Jyväskylä launches study of small modular reactors for district heat
Jyväskylä is the latest Finnish city to test nuclear district heat, as its city-owned utility weighs reactor heat against aging capacity and rising replacement pressure.

Jyväskylä has joined a growing Finnish pattern: a city-owned utility looking at nuclear heat not as a slogan, but as a possible replacement for old district-heating capacity. Steady Energy signed a letter of intent with Alva-yhtiöt Oy to study whether small modular reactors could supply district heat for the central Finnish city, and the work started as a one-year preliminary study, not an investment decision.
That distinction matters. Alva, which is fully owned by the City of Jyväskylä, has said some of its current heat production capacity will reach the end of its life cycle in coming decades, so the municipality is already staring at a replacement problem. The study is set to examine regulation, local approval, possible sites, zoning, technology choices, economics and schedule, which is exactly the checklist that separates a serious district-heating concept from a press release.

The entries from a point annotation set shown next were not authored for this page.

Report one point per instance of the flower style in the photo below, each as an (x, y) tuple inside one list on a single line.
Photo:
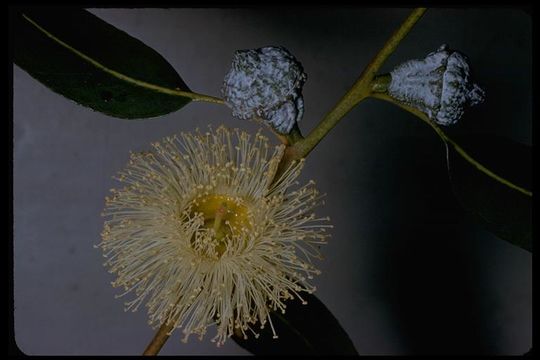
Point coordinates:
[(204, 234)]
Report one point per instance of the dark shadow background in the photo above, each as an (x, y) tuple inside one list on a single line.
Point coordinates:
[(405, 271)]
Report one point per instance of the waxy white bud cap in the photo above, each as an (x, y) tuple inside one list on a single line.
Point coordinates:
[(439, 85), (266, 83)]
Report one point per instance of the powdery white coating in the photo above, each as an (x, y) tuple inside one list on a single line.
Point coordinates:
[(266, 83), (439, 85), (201, 234)]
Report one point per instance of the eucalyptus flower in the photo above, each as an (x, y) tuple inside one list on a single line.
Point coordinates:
[(266, 84), (203, 234), (439, 85)]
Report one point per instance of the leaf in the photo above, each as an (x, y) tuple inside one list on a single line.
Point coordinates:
[(85, 59), (502, 210), (303, 330)]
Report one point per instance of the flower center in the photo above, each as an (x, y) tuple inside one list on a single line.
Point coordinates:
[(226, 219)]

The new Jyväskylä work also lands in the middle of a broader decarbonization push at Alva. The utility says its energy production should be CO2-neutral by 2030, while its sustainability material sets a goal of being 100% carbon-neutral by 2030. City environment-monitoring materials in Jyväskylä go one step further on the local side, listing carbon-neutral energy production as a 2026 milestone and net-zero operations by 2030. Alva has also said that in 2026 a significant share of the city’s district heat would be produced without combustion, with a district heat battery, two electric boilers and a wastewater heat-pump plant coming into service.
That sequencing is the real tell. Jyväskylä is not starting from scratch on low-emission heat, and it is not betting everything on one technology. It is stacking options, from electrification and heat pumps to a possible SMR project, while the existing system ages out.

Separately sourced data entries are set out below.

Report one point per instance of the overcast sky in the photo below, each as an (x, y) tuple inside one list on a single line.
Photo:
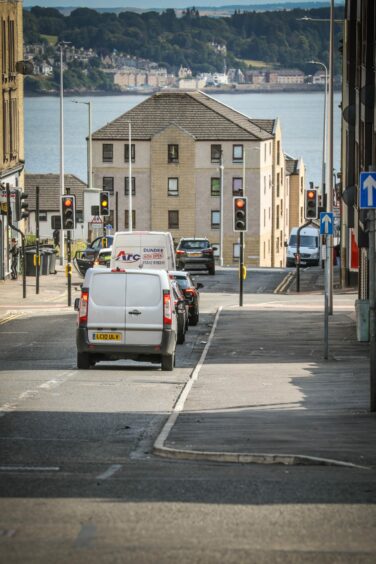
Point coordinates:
[(153, 3)]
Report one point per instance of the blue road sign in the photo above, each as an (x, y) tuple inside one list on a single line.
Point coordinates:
[(367, 190), (326, 223)]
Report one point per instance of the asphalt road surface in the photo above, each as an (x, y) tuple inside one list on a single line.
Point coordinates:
[(78, 482)]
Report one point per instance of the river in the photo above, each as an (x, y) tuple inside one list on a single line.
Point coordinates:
[(300, 114)]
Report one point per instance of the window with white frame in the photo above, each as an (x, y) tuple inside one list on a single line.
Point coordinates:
[(173, 187), (215, 219)]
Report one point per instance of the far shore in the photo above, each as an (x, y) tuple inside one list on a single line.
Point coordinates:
[(241, 89)]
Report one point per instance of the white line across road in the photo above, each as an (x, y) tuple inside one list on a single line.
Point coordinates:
[(109, 472), (29, 394)]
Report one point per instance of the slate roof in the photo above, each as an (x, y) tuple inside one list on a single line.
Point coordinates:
[(49, 190), (291, 165), (200, 115), (266, 124)]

The Finnish context is what makes Jyväskylä more than a local feasibility memo. The city is now the fourth municipality in Finland to assess nuclear district heating, after Helsinki, Kuopio and Kerava. Kuopion Energia and Steady Energy signed a one-year pre-planning agreement in December 2023 that included an option for up to five reactors starting in 2030, and Keravan Energia signed a cooperation agreement with Steady Energy in October 2024. In Helsinki, Steady Energy and Helen have also moved ahead with a non-nuclear pilot facility at the decommissioned Salmisaari B coal power station, with a budget of EUR 15 million to 20 million.

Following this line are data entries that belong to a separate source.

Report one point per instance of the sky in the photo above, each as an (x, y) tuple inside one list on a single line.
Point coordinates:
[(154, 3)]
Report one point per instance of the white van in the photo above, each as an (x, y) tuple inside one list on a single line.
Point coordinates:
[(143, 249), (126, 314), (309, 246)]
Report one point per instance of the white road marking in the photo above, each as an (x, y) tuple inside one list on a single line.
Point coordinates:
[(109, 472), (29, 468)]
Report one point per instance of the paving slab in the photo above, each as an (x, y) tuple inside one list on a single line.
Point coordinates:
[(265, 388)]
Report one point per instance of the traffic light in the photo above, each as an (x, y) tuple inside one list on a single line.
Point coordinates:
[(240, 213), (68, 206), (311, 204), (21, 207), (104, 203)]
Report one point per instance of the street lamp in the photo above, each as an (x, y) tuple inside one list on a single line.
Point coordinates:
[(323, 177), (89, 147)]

Steady Energy itself is trying to turn its VTT-born LDR-50 heat reactor into a commercial product for the 2030s, and Finland’s radiation and nuclear safety authority finished a preliminary safety assessment in June 2025, saying the design could be developed to meet Finnish requirements. That does not make Jyväskylä a build decision. It does show the same municipal logic surfacing again and again: district-heating demand, public ownership, fuel-price pressure and a permitting climate that makes nuclear heat worth putting on the table.